Le projet de loi visant à créer l’union parentale a été adopté au printemps 2024 dans le cadre de la réforme du droit de la famille. Ce nouveau régime a été créé pour s’adapter aux réalités actuelles des familles du Québec. Il vise à mieux protéger les enfants dont les parents vivent en union de fait dans un contexte où environ deux tiers des enfants naissent de parents non mariés au Québec.
Grâce à un atelier juridique* présenté par une avocate en droit de la famille et à une entrevue réalisée avec le président de la Chambre des notaires du Québec, nous vous décrivons les changements à venir pour les parents.
Que vient changer l’union parentale?
Certains couples en union de fait pensent à tort qu’ils obtiennent des droits et des obligations l’un envers l’autre à partir du moment où ils ont un enfant ensemble. Ce n’est pas le cas, a expliqué Me Marie-Laurence Brunet lors d’un atelier présenté en ligne en novembre 2024. Actuellement, les couples en union de fait sont considérés comme des célibataires aux yeux de la loi même s’ils vivent sous le même toit, se présentent comme un couple et ont des enfants ensemble.
« Les parents en union de fait sont l’équivalents de voisins », a imagé l’avocate en droit de la famille pour décrire la situation actuelle. À moins d’une entente écrite, ils n’ont rien à partager en cas de décès ou de séparation contrairement à ceux qui sont mariés ou unis civilement. Pour ces derniers, les règles de partage des actifs accumulés durant le mariage sont bien définies dans la loi.
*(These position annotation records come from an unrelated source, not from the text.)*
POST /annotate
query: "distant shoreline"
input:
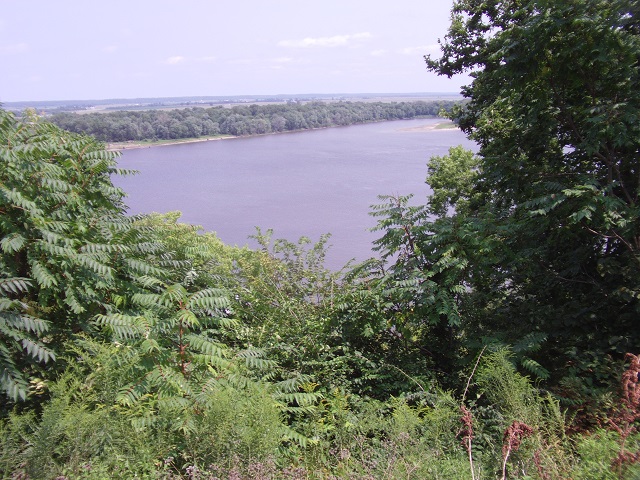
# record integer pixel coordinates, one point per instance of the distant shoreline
(120, 146)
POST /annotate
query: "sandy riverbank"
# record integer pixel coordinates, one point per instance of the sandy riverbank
(119, 146)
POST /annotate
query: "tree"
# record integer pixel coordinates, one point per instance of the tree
(554, 107)
(67, 252)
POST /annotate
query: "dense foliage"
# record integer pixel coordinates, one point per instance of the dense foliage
(554, 197)
(489, 338)
(239, 120)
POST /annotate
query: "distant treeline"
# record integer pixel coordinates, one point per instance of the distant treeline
(242, 120)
La nouvelle loi va venir changer les choses en créant un régime de type matrimonial qui s’appliquera automatiquement lorsque des conjoints de fait deviendront parents. Ce régime prévoit la création d’un patrimoine d’union parentale de même que l’ajout de plusieurs protections lors d’une séparation ou d’un décès.
Qui sont les parents visés par l’union parentale?
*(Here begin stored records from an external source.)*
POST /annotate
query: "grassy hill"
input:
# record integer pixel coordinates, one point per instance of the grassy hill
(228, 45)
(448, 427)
« À partir du 30 juin 2025, tous les couples en union de fait qui auront un enfant ou qui en adopteront un seront automatiquement intégrés au nouveau régime d’union parentale », indique Me Bruno Larivière, notaire et président de la Chambre des notaires du Québec.
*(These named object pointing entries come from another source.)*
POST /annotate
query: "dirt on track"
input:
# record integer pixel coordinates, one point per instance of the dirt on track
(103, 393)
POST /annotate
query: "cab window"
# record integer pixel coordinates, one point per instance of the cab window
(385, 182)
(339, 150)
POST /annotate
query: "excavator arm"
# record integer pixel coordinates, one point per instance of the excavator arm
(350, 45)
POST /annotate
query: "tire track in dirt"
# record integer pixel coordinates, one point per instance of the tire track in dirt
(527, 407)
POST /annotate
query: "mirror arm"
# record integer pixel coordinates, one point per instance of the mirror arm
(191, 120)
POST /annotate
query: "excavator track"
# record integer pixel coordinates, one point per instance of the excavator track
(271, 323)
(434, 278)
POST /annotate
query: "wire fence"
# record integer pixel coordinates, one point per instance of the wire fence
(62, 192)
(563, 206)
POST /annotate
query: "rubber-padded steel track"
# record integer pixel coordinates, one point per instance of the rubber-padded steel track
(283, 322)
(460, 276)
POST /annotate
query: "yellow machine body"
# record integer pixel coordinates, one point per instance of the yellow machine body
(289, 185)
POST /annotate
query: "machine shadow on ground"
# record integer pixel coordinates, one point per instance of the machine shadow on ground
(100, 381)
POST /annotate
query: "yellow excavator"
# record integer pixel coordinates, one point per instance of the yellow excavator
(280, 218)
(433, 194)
Le régime d’union parentale ne s’applique pas aux conjoints de fait sans enfant.
L’union parentale prendra effet à partir de la naissance ou de l’adoption de l’enfant, sans rétroactivité. Cela veut dire que les parents qui ont eu un enfant avant le 30 juin 2025 ne seront pas systématiquement admis. « Si la naissance ou l’adoption de l’enfant a lieu le 29 juin 2025 par exemple, les parents ne seront pas visés par l’union parentale », précise Me Marie-Laurence Brunet.
Il sera toutefois possible pour les conjoints de fait qui ont eu des enfants avant le 30 juin 2025 d’adhérer volontairement au régime d’union parentale. Les parents pourront le faire par acte notarié ou en signant simplement devant deux témoins une entente à l’effet qu’ils acceptent de se prévaloir des disposions du régime. Me Brunet et Larivière s’entendent toutefois pour dire que le mieux reste tout de même de passer devant le notaire pour authentifier cette entente.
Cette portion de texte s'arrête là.